The idea that a vulnerable woman can get caught up in the current version of online marketing, becoming a part of an influencer/shopper program she never wanted to be a part of is great. Consider the data libraries of all your purchases and what the system knows about you. We gave up a lot of our privacy over the years, and that’s one of the many themes of the film about how product manufacturing has dehumanized us all.

The problem is that many of Goldman’s choices as a director seem to work against what Lower brings to his intriguing script. The loudest and most ineffective film I’ve seen at SXSW (and may see all year), “The Sender” is cut to death, edited so awkwardly that it sounds rather than scary, and given a score that’s meant to be haunting but mostly annoying. The aesthetic approach was to use art to heighten Julia’s decline, but it has the opposite effect, reminding us constantly, turning Julia’s story into one that is very difficult to hear in audio.

Take care

My problems with the “Shipper” craft are multiplied tenfold in frustration “Watch out,” it’s a film that taps into the increasingly dense genre of how the internet is going to kill us but with very little thematic exploration or impressive art. A hybrid of “American Sweatshop” and “Little Man,” it loosely suggests that our preoccupation with the ugliness of what we see online will be our destiny. In this case, the Tulpa, a demonic organization that lives through Internet monitors and projections, can kill anything that looks into its digital eyes. It makes for a few interesting bits where the villain of the episode can only kill if his victim is filmed, but the idea of ​​a new kind of boogeyman isn’t embedded in a film that feels like it’s doing enough with its loose themes and small characters.

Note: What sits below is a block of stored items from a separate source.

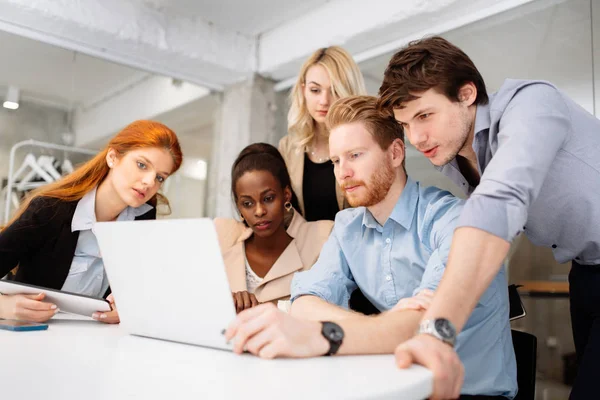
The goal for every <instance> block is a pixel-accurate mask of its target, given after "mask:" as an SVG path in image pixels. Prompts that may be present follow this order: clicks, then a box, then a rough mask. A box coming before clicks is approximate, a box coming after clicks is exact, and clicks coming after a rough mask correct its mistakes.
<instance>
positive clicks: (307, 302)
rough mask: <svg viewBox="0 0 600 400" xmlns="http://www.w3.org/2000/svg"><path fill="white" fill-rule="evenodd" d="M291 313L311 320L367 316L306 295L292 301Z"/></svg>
mask: <svg viewBox="0 0 600 400" xmlns="http://www.w3.org/2000/svg"><path fill="white" fill-rule="evenodd" d="M290 314H291V315H293V316H294V317H297V318H303V319H308V320H311V321H336V322H337V321H339V320H342V319H345V318H349V317H354V318H356V317H358V318H361V317H362V318H364V317H365V316H364V315H362V314H359V313H355V312H353V311H349V310H346V309H344V308H342V307H339V306H337V305H335V304H331V303H328V302H326V301H325V300H323V299H321V298H320V297H317V296H312V295H305V296H301V297H299V298H297V299H296V300H294V302H293V303H292V308H291V310H290Z"/></svg>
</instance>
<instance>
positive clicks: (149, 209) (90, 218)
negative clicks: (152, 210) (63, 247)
mask: <svg viewBox="0 0 600 400" xmlns="http://www.w3.org/2000/svg"><path fill="white" fill-rule="evenodd" d="M96 189H97V187H95V188H94V189H92V190H90V191H89V192H87V193H86V194H85V196H83V197H82V198H81V200H79V201H78V202H77V208H75V213H74V214H73V220H72V221H71V232H75V231H85V230H88V229H92V227H93V226H94V224H95V223H96ZM152 208H153V207H152V206H151V205H150V204H142V205H141V206H139V207H136V208H133V207H126V208H125V209H124V210H123V211H121V213H120V214H119V216H118V217H117V221H133V220H134V219H135V218H136V217H139V216H140V215H143V214H146V213H147V212H148V211H150V210H151V209H152Z"/></svg>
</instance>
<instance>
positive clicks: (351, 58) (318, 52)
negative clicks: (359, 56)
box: [288, 46, 367, 147]
mask: <svg viewBox="0 0 600 400" xmlns="http://www.w3.org/2000/svg"><path fill="white" fill-rule="evenodd" d="M313 65H320V66H322V67H323V68H325V71H327V74H328V75H329V79H330V80H331V89H332V94H333V96H335V97H337V98H338V99H340V98H344V97H348V96H353V95H364V94H367V89H366V88H365V81H364V79H363V76H362V73H361V72H360V69H359V68H358V65H356V62H355V61H354V59H352V56H351V55H350V54H349V53H348V52H347V51H346V50H344V49H342V48H341V47H338V46H331V47H325V48H322V49H319V50H317V51H315V52H314V53H313V54H312V55H311V56H310V57H309V58H308V60H306V61H305V62H304V64H303V65H302V68H301V69H300V73H299V75H298V80H297V81H296V84H295V85H294V88H293V89H292V91H291V93H290V103H291V104H290V111H289V112H288V132H289V134H291V135H292V136H293V137H294V139H295V141H296V145H297V146H298V147H304V146H306V145H307V144H308V143H310V142H311V141H312V139H313V137H314V136H315V125H314V124H315V122H314V120H313V118H312V117H311V116H310V114H309V112H308V109H307V107H306V100H305V99H304V84H305V83H306V72H307V71H308V69H309V68H310V67H312V66H313Z"/></svg>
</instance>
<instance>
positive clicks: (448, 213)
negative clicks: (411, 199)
mask: <svg viewBox="0 0 600 400" xmlns="http://www.w3.org/2000/svg"><path fill="white" fill-rule="evenodd" d="M463 205H464V201H463V200H460V199H457V198H455V197H454V196H450V195H448V196H444V197H443V198H441V199H439V200H437V201H436V202H435V203H433V204H431V205H430V207H429V210H428V212H427V214H426V218H425V221H424V224H423V231H422V235H423V237H424V239H425V244H426V245H427V247H429V248H430V251H431V256H430V257H429V260H428V261H427V265H426V267H425V272H424V273H423V277H422V278H421V283H420V284H419V286H418V287H417V288H416V289H415V290H414V291H413V296H416V295H417V294H418V293H419V292H420V291H422V290H423V289H429V290H432V291H435V290H436V289H437V287H438V285H439V283H440V281H441V280H442V276H443V275H444V271H445V270H446V263H447V262H448V254H449V253H450V246H451V244H452V236H453V234H454V229H456V224H457V223H458V220H459V218H460V215H461V211H462V209H463Z"/></svg>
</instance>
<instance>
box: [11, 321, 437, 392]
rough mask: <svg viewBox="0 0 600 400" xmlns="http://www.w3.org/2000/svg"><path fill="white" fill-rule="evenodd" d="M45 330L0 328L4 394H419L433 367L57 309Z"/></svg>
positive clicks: (426, 383) (425, 390)
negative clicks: (268, 360)
mask: <svg viewBox="0 0 600 400" xmlns="http://www.w3.org/2000/svg"><path fill="white" fill-rule="evenodd" d="M57 317H58V318H55V319H53V320H51V321H50V322H49V325H50V326H49V328H48V330H47V331H40V332H9V331H2V330H0V343H2V353H1V354H2V359H1V361H0V377H1V382H2V389H0V390H1V393H2V395H1V397H2V398H6V399H35V400H39V399H44V400H48V399H64V400H69V399H83V398H85V399H89V400H93V399H167V400H168V399H188V398H190V399H191V398H193V399H235V400H238V399H239V400H243V399H247V398H257V399H261V400H263V399H281V400H291V399H392V398H393V399H398V398H401V399H404V400H417V399H424V398H426V397H427V396H428V395H429V394H430V393H431V386H432V375H431V372H429V371H428V370H426V369H424V368H422V367H419V366H413V367H412V368H410V369H408V370H399V369H397V368H396V366H395V364H394V357H393V356H392V355H382V356H352V357H348V356H340V357H319V358H312V359H301V360H290V359H282V360H270V361H267V360H261V359H259V358H256V357H254V356H252V355H247V354H244V355H241V356H239V355H235V354H233V353H230V352H228V351H223V350H213V349H207V348H202V347H197V346H190V345H184V344H178V343H172V342H166V341H161V340H155V339H147V338H140V337H135V336H130V335H127V334H125V333H124V332H123V331H122V330H121V328H120V327H119V326H118V325H104V324H101V323H98V322H96V321H93V320H91V319H79V318H73V317H71V316H67V315H64V314H59V315H58V316H57Z"/></svg>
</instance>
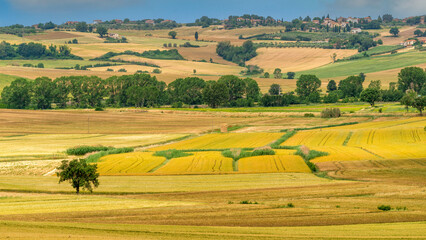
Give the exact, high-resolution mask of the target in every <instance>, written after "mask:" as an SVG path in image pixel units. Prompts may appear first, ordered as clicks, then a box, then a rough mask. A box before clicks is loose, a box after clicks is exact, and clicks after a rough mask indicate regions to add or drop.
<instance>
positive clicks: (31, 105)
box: [1, 74, 260, 109]
mask: <svg viewBox="0 0 426 240" xmlns="http://www.w3.org/2000/svg"><path fill="white" fill-rule="evenodd" d="M1 97H2V101H3V103H4V104H5V105H6V107H8V108H15V109H26V108H34V109H49V108H51V107H52V104H55V105H56V107H58V108H66V107H68V106H71V107H76V108H87V107H102V106H112V107H129V106H134V107H150V106H161V105H166V104H172V105H176V106H181V105H183V104H187V105H197V104H204V103H206V104H208V105H209V106H211V107H218V106H221V105H224V104H226V105H229V106H237V105H238V106H247V105H250V104H253V103H254V102H256V101H258V100H259V97H260V89H259V86H258V84H257V82H256V81H255V80H253V79H250V78H246V79H240V78H238V77H236V76H232V75H228V76H223V77H221V78H220V79H219V80H218V81H217V82H216V81H207V82H206V81H204V80H203V79H201V78H196V77H193V78H185V79H176V80H175V81H173V82H172V83H170V84H169V85H168V86H167V85H166V83H164V82H162V81H158V80H157V79H156V77H151V76H150V75H148V74H135V75H127V76H120V77H118V76H113V77H110V78H108V79H106V80H103V79H101V78H99V77H96V76H91V77H88V76H70V77H60V78H57V79H55V80H52V79H49V78H47V77H43V78H37V79H36V80H34V81H29V80H27V79H24V78H20V79H16V80H15V81H13V82H12V83H11V85H10V86H7V87H5V88H4V89H3V92H2V93H1Z"/></svg>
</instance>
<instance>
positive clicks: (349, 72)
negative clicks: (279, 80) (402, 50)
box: [297, 52, 426, 78]
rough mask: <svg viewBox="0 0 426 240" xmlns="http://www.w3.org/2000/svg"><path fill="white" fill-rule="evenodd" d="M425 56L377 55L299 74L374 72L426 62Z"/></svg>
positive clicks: (332, 65) (325, 67) (320, 67)
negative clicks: (371, 56) (381, 55)
mask: <svg viewBox="0 0 426 240" xmlns="http://www.w3.org/2000/svg"><path fill="white" fill-rule="evenodd" d="M425 57H426V53H425V52H405V53H397V54H391V55H384V56H375V57H370V58H366V59H359V60H353V61H344V62H337V63H333V64H329V65H326V66H323V67H319V68H316V69H312V70H308V71H301V72H298V73H297V75H298V76H300V75H301V74H315V75H316V76H317V77H319V78H334V77H341V76H350V75H358V74H359V73H360V72H363V73H373V72H379V71H385V70H390V69H395V68H402V67H407V66H411V65H417V64H424V59H425Z"/></svg>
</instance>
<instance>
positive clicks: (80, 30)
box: [75, 22, 89, 32]
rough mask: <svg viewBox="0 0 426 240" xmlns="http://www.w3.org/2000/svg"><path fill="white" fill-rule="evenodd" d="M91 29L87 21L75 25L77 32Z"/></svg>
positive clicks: (77, 23)
mask: <svg viewBox="0 0 426 240" xmlns="http://www.w3.org/2000/svg"><path fill="white" fill-rule="evenodd" d="M88 29H89V26H88V25H87V23H86V22H79V23H77V25H76V26H75V30H76V31H77V32H87V31H88Z"/></svg>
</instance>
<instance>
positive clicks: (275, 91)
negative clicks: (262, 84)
mask: <svg viewBox="0 0 426 240" xmlns="http://www.w3.org/2000/svg"><path fill="white" fill-rule="evenodd" d="M268 92H269V94H270V95H271V96H277V95H281V86H280V85H279V84H276V83H274V84H272V85H271V86H270V87H269V91H268Z"/></svg>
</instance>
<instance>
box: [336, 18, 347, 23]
mask: <svg viewBox="0 0 426 240" xmlns="http://www.w3.org/2000/svg"><path fill="white" fill-rule="evenodd" d="M337 22H338V23H343V22H346V18H344V17H339V18H338V19H337Z"/></svg>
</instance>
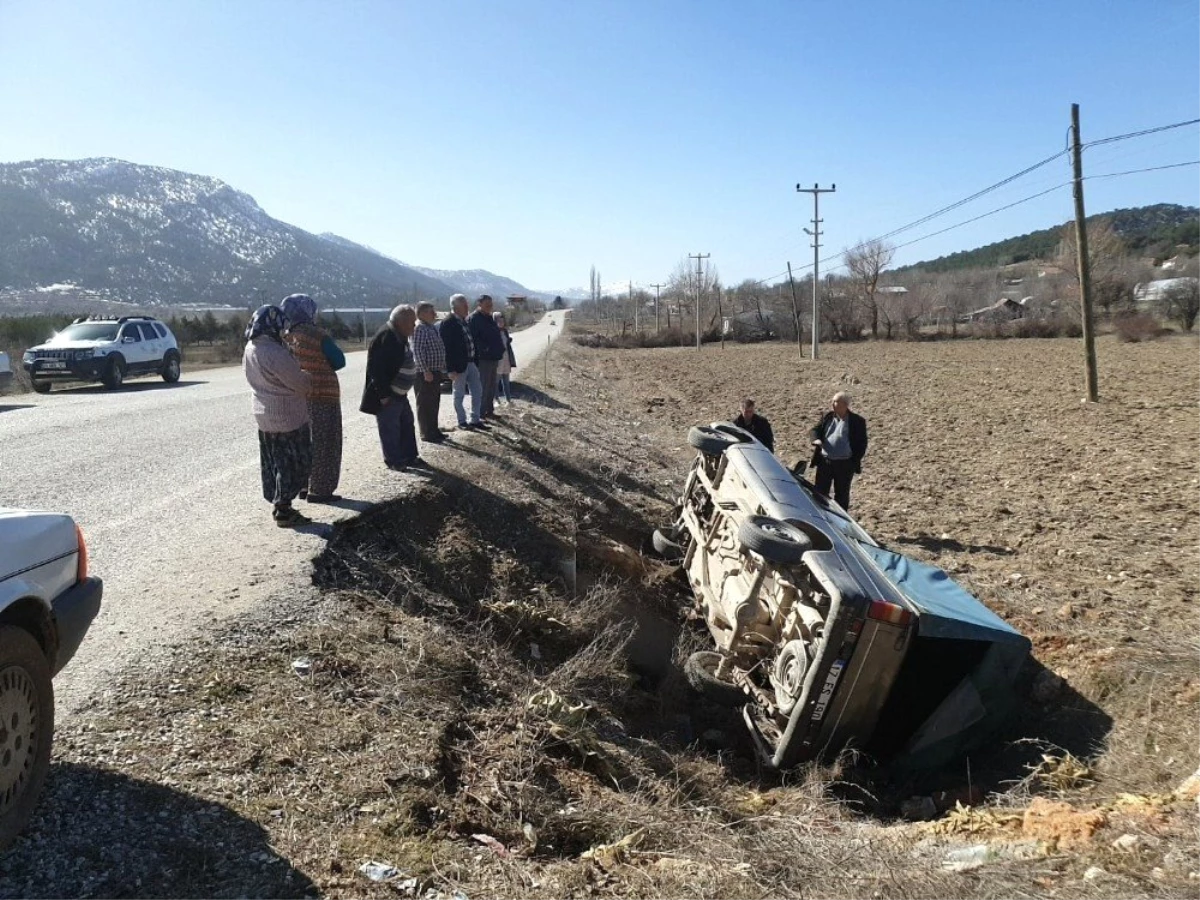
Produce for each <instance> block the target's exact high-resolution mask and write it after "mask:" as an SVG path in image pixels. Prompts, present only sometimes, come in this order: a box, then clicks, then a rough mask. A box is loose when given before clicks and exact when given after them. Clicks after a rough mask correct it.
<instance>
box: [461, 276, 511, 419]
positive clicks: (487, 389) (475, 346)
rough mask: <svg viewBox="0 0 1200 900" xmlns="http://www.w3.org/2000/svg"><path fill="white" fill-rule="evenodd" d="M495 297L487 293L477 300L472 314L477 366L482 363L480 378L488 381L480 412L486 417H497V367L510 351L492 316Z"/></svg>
mask: <svg viewBox="0 0 1200 900" xmlns="http://www.w3.org/2000/svg"><path fill="white" fill-rule="evenodd" d="M492 312H493V310H492V298H490V296H488V295H487V294H484V295H482V296H481V298H479V300H476V301H475V312H473V313H472V314H470V337H472V340H473V341H474V342H475V365H478V366H479V379H480V380H481V382H482V383H484V398H482V404H481V407H480V410H479V414H480V416H482V418H484V419H494V418H496V377H497V373H496V370H497V367H498V366H499V364H500V356H503V355H504V354H505V352H506V349H508V348H506V347H505V346H504V335H502V334H500V328H499V325H497V324H496V319H493V318H492Z"/></svg>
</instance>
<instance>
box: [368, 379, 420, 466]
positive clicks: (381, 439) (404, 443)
mask: <svg viewBox="0 0 1200 900" xmlns="http://www.w3.org/2000/svg"><path fill="white" fill-rule="evenodd" d="M376 426H377V427H378V428H379V444H380V445H382V446H383V461H384V462H385V463H388V464H389V466H407V464H408V463H410V462H412V461H413V460H415V458H416V456H418V451H416V430H415V428H414V427H413V408H412V407H410V406H409V404H408V397H407V396H404V397H402V396H400V395H397V394H394V395H392V396H391V401H389V403H388V406H385V407H384V408H383V409H380V410H379V413H378V414H377V415H376Z"/></svg>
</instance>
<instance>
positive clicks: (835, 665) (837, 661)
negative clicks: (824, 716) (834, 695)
mask: <svg viewBox="0 0 1200 900" xmlns="http://www.w3.org/2000/svg"><path fill="white" fill-rule="evenodd" d="M845 667H846V664H845V661H842V660H836V661H834V664H833V665H832V666H829V674H828V676H826V683H824V685H823V686H822V688H821V696H820V697H817V704H816V706H815V707H812V721H815V722H818V721H821V720H822V719H824V713H826V709H827V708H828V707H829V698H830V697H832V696H833V689H834V688H836V686H838V679H839V678H841V671H842V670H844V668H845Z"/></svg>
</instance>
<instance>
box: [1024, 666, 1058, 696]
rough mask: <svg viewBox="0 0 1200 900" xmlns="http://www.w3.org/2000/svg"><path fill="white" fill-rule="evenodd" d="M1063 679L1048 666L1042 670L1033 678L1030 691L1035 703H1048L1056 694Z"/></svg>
mask: <svg viewBox="0 0 1200 900" xmlns="http://www.w3.org/2000/svg"><path fill="white" fill-rule="evenodd" d="M1062 685H1063V680H1062V678H1061V677H1058V676H1056V674H1055V673H1054V672H1051V671H1050V670H1049V668H1046V670H1044V671H1043V672H1040V673H1039V674H1038V677H1037V678H1034V679H1033V689H1032V690H1031V691H1030V692H1031V695H1032V696H1033V701H1034V702H1037V703H1049V702H1050V701H1051V700H1054V698H1055V697H1057V696H1058V692H1060V691H1061V690H1062Z"/></svg>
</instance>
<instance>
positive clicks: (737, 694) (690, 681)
mask: <svg viewBox="0 0 1200 900" xmlns="http://www.w3.org/2000/svg"><path fill="white" fill-rule="evenodd" d="M720 665H721V654H719V653H716V652H715V650H697V652H696V653H694V654H691V655H690V656H689V658H688V661H686V662H684V665H683V673H684V676H685V677H686V678H688V684H690V685H691V686H692V690H695V691H696V692H697V694H700V695H701V696H702V697H704V698H706V700H709V701H712V702H713V703H718V704H719V706H722V707H742V706H745V704H746V702H748V700H749V697H746V695H745V691H743V690H742V688H739V686H738V685H736V684H733V683H732V682H726V680H724V679H721V678H718V677H716V667H718V666H720Z"/></svg>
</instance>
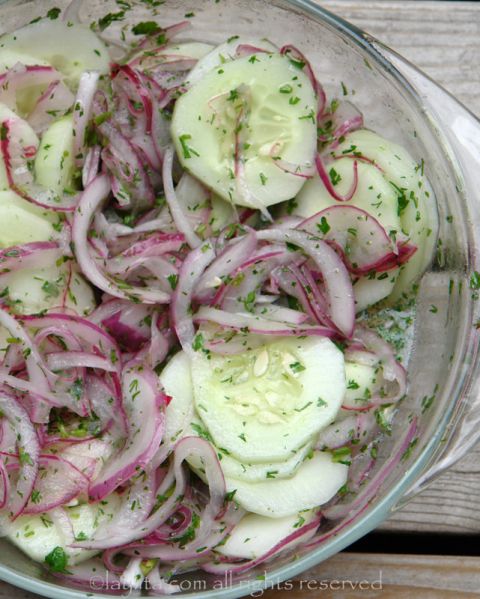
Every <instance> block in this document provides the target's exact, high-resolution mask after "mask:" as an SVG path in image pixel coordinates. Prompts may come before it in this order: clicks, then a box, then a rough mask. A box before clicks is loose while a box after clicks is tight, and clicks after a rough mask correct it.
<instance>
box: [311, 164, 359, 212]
mask: <svg viewBox="0 0 480 599" xmlns="http://www.w3.org/2000/svg"><path fill="white" fill-rule="evenodd" d="M315 165H316V167H317V172H318V176H319V177H320V179H321V180H322V183H323V184H324V185H325V188H326V190H327V191H328V193H329V194H330V195H331V196H332V198H334V199H335V200H337V202H349V201H350V200H351V199H352V198H353V196H354V195H355V193H356V191H357V188H358V164H357V160H354V161H353V182H352V186H351V187H350V190H349V191H348V192H347V195H345V196H342V195H340V194H339V193H338V192H337V191H336V189H335V187H334V186H333V183H332V181H331V179H330V176H329V174H328V173H327V171H326V169H325V165H324V163H323V160H322V158H321V156H320V154H317V155H316V156H315Z"/></svg>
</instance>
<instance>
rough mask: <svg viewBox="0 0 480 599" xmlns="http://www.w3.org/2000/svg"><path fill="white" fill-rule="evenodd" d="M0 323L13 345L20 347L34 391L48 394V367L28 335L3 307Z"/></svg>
mask: <svg viewBox="0 0 480 599" xmlns="http://www.w3.org/2000/svg"><path fill="white" fill-rule="evenodd" d="M0 325H1V326H3V327H5V328H6V329H7V331H8V332H9V335H10V337H11V338H12V339H15V345H16V346H18V347H19V348H20V349H21V351H22V355H23V357H24V359H25V363H26V366H27V371H28V375H29V379H30V382H31V383H32V384H34V385H35V389H36V392H37V393H39V394H41V395H43V394H45V395H48V394H49V392H50V390H51V389H50V382H49V377H48V369H47V368H46V365H45V363H44V361H43V358H42V357H41V355H40V353H39V351H38V349H37V347H36V345H35V343H34V342H33V340H32V338H31V337H30V335H29V334H28V333H27V332H26V330H25V329H24V328H23V327H22V326H21V325H20V323H19V322H18V321H17V320H16V319H15V318H14V317H13V316H11V315H10V314H9V313H8V312H6V311H5V310H3V309H0ZM3 374H6V373H2V372H0V382H1V380H2V375H3Z"/></svg>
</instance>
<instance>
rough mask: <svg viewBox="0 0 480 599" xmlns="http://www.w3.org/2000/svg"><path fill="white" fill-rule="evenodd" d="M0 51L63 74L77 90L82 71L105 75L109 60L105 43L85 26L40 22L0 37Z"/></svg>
mask: <svg viewBox="0 0 480 599" xmlns="http://www.w3.org/2000/svg"><path fill="white" fill-rule="evenodd" d="M2 51H8V52H10V53H12V52H14V53H19V54H26V55H28V56H31V57H32V58H36V59H37V60H38V61H42V62H46V63H48V64H50V65H51V66H53V67H54V68H56V69H57V70H58V71H60V73H63V74H64V75H65V77H66V78H67V82H68V83H70V85H71V86H72V87H76V85H77V84H78V81H79V80H80V77H81V75H82V73H83V72H84V71H99V72H100V73H101V74H106V73H108V70H109V64H110V58H109V55H108V51H107V48H106V47H105V45H104V43H103V42H102V41H101V40H100V39H99V38H98V37H97V36H96V35H95V33H93V31H91V30H90V29H89V28H88V27H86V26H85V25H80V24H77V23H69V24H67V23H65V22H64V21H62V20H61V19H56V20H51V19H42V20H41V21H38V22H36V23H30V24H29V25H25V27H21V28H20V29H17V30H16V31H15V32H14V33H7V34H5V35H3V36H2V37H0V62H1V60H2V54H1V53H2Z"/></svg>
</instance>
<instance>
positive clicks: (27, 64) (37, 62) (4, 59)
mask: <svg viewBox="0 0 480 599" xmlns="http://www.w3.org/2000/svg"><path fill="white" fill-rule="evenodd" d="M17 63H20V64H24V65H40V66H43V67H47V66H49V65H48V62H46V61H45V60H40V59H38V58H35V56H29V55H28V54H21V53H19V52H16V51H15V50H8V49H7V48H2V49H0V73H5V71H8V70H9V69H11V68H12V67H13V66H15V65H16V64H17Z"/></svg>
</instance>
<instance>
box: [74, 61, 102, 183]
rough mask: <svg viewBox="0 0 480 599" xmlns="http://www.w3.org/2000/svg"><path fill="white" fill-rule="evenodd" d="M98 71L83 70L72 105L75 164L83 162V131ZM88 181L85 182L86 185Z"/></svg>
mask: <svg viewBox="0 0 480 599" xmlns="http://www.w3.org/2000/svg"><path fill="white" fill-rule="evenodd" d="M99 77H100V73H99V72H98V71H85V73H83V74H82V76H81V77H80V81H79V84H78V91H77V97H76V98H75V104H74V107H73V132H74V139H73V156H74V160H75V164H76V166H78V167H80V166H82V165H83V164H84V163H85V132H86V129H87V124H88V122H89V121H90V118H91V116H92V109H93V98H94V96H95V92H96V91H97V86H98V80H99ZM88 183H89V181H87V182H86V184H87V185H88Z"/></svg>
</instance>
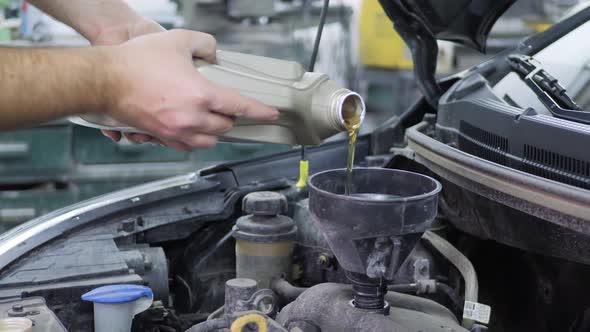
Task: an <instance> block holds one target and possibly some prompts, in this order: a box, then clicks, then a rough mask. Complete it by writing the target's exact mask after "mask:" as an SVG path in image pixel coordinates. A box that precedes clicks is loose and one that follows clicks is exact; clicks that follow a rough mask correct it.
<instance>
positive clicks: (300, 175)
mask: <svg viewBox="0 0 590 332" xmlns="http://www.w3.org/2000/svg"><path fill="white" fill-rule="evenodd" d="M308 175H309V161H307V160H301V161H299V181H297V183H296V184H295V187H297V188H305V187H306V186H307V176H308Z"/></svg>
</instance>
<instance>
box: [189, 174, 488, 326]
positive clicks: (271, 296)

“Monitor” stars Brittany O’Grady (“The White Lotus”) as Maggie, an online monitor who works for a shady video company like YouTube or TikTok. He has to look at the worst, decide whether the submitted clips should be rejected or uploaded. It’s obviously soul-crushing for her and her co-workers to watch really bad clips all day in the basement of an office building, but their jobs take a turn for the worse when Maggie rejects a creepy clip of a shadowy figure approaching the camera and staring at it. He receives a message asking him to postpone the lesson. And then people start dying.

Chief among my problems with “Monitor” is that the film falls into that typical late-century genre hole where you want to yell at someone to turn on the light. Yes, the low lighting is meant to show a group of people who live their lives underground to protect us from the demons of the internet, but there’s less texture and scope that ends up washing out the rest of the film. A movie can be shadowy and dark without looking flat and out of color. It’s hard to even see what’s going on at times in “Monitor,” which at times feels like an intentional contrast to the bright lights of the projected monitors that give the film’s villain life but also a sinister look.

I couldn’t get past the finished beauty of “Monitor” to enjoy what it was trying to do, but that sounds like a feature that directors Matt Black and Ryan Polly could easily fix for a future project. Like many festival-type films, “Monitor” falls into the category of projects that don’t live up to their potential but offer enough intellectual promise to make me curious about what he’ll do next.